Spatiotemporal processes commonly exist in manufacturing. Modeling and monitoring such processes are crucial for ensuring high-quality production. For example, ultrasonic metal welding is an important industrial-scale joining technique with wide applications. The surfaces of ultrasonic welding tools evolve in both spatial and temporal domains, resulting in a spatiotemporal process. Close monitoring of tool surface progression is imperative since degraded tools often lead to low-quality joints. However, it is generally expensive and time-consuming to acquire fine-scale surface measurement data, which is not economically viable. This paper develops a multi-task learning method to enable data-efficient spatiotemporal modeling. A Gaussian process-based hierarchical Bayesian inference structure is constructed to transfer knowledge among multiple similar-but-not-identical measurement tasks. Meanwhile, a spatiotemporal kernel is developed based on squared sine exponential damping (SSED) function to characterize the periodic trend of anvil surfaces. The proposed method is able to improve interpolation accuracy using limited measurement data compared with state-of-the-art techniques. Data collected from lithium-ion battery production are employed to demonstrate the effectiveness of the proposed method. Additionally, the influence of training data size and hyperparameter selection on the modeling performance is systematically investigated.

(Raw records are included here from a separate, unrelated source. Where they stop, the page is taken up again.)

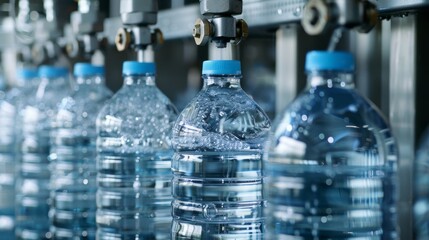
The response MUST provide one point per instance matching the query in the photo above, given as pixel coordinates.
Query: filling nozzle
(320, 15)
(220, 26)
(137, 16)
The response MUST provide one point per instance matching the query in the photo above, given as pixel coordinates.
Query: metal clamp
(220, 27)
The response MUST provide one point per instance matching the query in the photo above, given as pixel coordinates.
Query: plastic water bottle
(218, 141)
(73, 153)
(421, 189)
(9, 138)
(331, 161)
(33, 174)
(134, 159)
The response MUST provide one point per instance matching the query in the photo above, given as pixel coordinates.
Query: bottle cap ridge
(329, 60)
(27, 73)
(52, 71)
(222, 67)
(86, 69)
(138, 68)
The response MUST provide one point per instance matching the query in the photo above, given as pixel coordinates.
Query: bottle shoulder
(137, 115)
(221, 119)
(81, 108)
(322, 120)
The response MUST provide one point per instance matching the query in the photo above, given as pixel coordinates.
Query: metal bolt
(316, 17)
(157, 37)
(202, 31)
(242, 31)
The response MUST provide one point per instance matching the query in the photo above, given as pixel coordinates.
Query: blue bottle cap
(138, 68)
(52, 71)
(329, 60)
(27, 73)
(222, 67)
(87, 69)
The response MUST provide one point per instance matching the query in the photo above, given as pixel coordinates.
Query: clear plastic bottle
(331, 161)
(73, 152)
(217, 165)
(134, 159)
(33, 174)
(9, 147)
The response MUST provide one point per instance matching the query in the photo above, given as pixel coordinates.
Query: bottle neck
(139, 80)
(223, 81)
(28, 83)
(330, 79)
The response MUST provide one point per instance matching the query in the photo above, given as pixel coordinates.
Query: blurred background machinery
(388, 37)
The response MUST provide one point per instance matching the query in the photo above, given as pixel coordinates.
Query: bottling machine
(388, 37)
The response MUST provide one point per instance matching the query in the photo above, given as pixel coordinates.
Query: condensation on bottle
(14, 99)
(331, 161)
(73, 155)
(33, 177)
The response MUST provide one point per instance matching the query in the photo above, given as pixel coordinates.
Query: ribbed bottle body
(73, 160)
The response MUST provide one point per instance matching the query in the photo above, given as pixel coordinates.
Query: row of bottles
(128, 166)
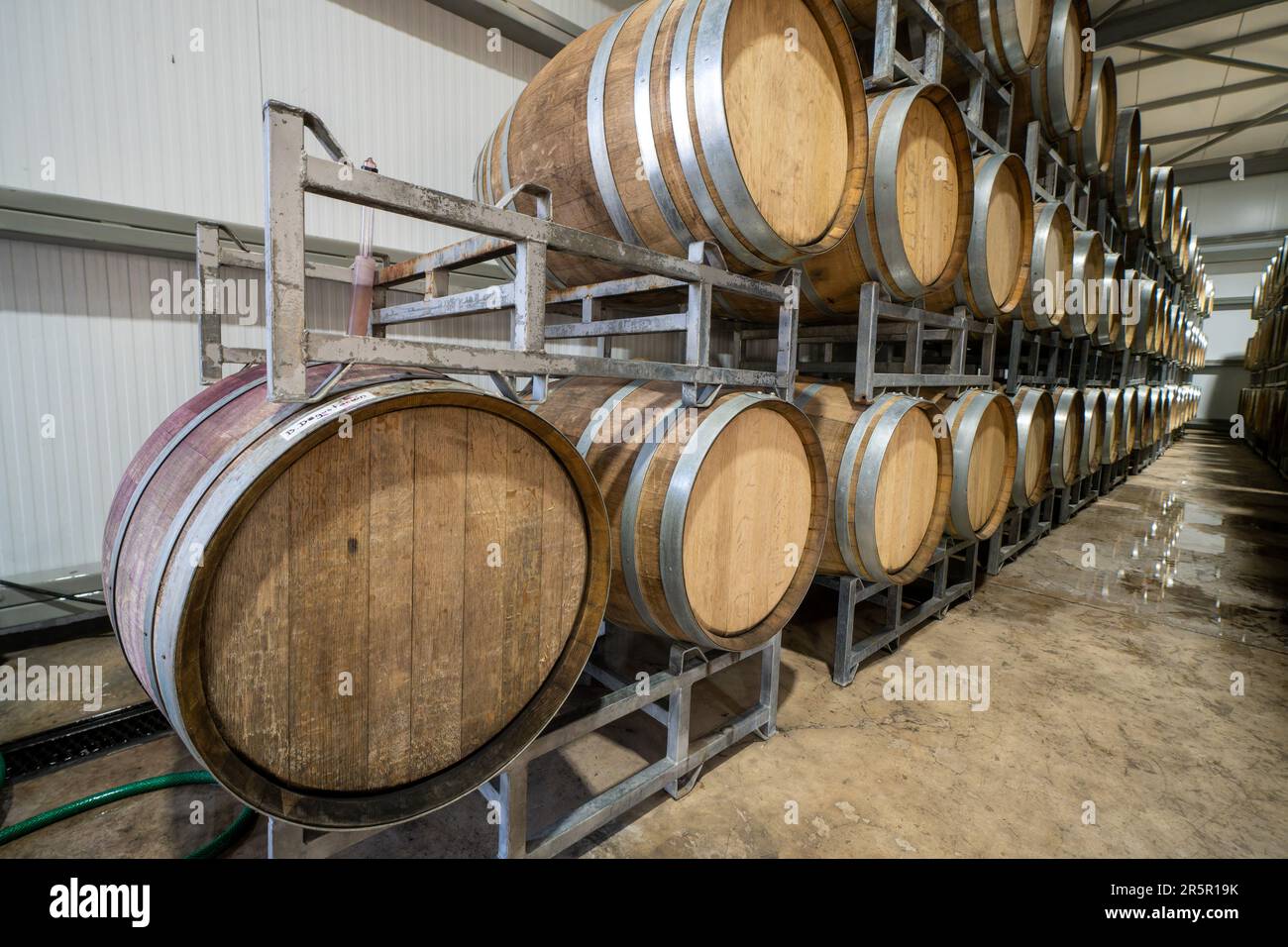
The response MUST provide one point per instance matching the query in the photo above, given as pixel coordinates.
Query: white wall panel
(112, 91)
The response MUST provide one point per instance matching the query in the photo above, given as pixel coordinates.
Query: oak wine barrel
(996, 270)
(1050, 264)
(1087, 286)
(914, 219)
(1010, 35)
(681, 120)
(1067, 438)
(1013, 34)
(889, 480)
(1162, 184)
(1126, 180)
(1144, 416)
(1094, 145)
(1128, 438)
(1116, 425)
(1144, 192)
(1109, 329)
(717, 514)
(1060, 88)
(982, 424)
(1034, 428)
(356, 611)
(1093, 431)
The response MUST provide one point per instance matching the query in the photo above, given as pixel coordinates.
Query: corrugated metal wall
(89, 371)
(112, 91)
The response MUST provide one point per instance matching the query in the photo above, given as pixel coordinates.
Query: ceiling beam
(1184, 99)
(1275, 237)
(1271, 161)
(1211, 58)
(522, 21)
(1164, 17)
(1175, 54)
(1278, 115)
(1104, 17)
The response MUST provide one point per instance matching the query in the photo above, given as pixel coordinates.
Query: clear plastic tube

时空过程通常存在于制造业中。对此类过程进行建模和监视对于确保高质量生产至关重要。例如，超声波金属焊接是一种具有广泛应用的重要工业规模的连接技术。超声焊接工具的表面在时域和时域上均发生变化，从而导致时空过程。必须严格监控工具表面的进展，因为退化的工具通常会导致接头质量低下。然而，获取精细规模的表面测量数据通常是昂贵且费时的，这在经济上是不可行的。本文开发了一种多任务学习方法，以实现数据有效的时空建模。构造了基于高斯过程的层次贝叶斯推理结构，以在多个相似但不相同的测量任务之间传递知识。同时，基于平方正弦指数阻尼（SSED）函数开发了时空内核，以描述砧面的周期性趋势。与最新技术相比，该方法能够使用有限的测量数据来提高插值精度。从锂离子电池生产中收集的数据用于证明所提出方法的有效性。此外，系统地研究了训练数据大小和超参数选择对建模性能的影响。基于平方正弦指数阻尼（SSED）函数开发了时空内核，以表征砧面的周期性趋势。与最新技术相比，该方法能够使用有限的测量数据来提高插值精度。从锂离子电池生产中收集的数据用于证明所提出方法的有效性。此外，系统地研究了训练数据大小和超参数选择对建模性能的影响。基于平方正弦指数阻尼（SSED）函数开发了时空内核，以表征砧面的周期性趋势。与最新技术相比，该方法能够使用有限的测量数据来提高插值精度。从锂离子电池生产中收集的数据用于证明所提出方法的有效性。此外，系统地研究了训练数据大小和超参数选择对建模性能的影响。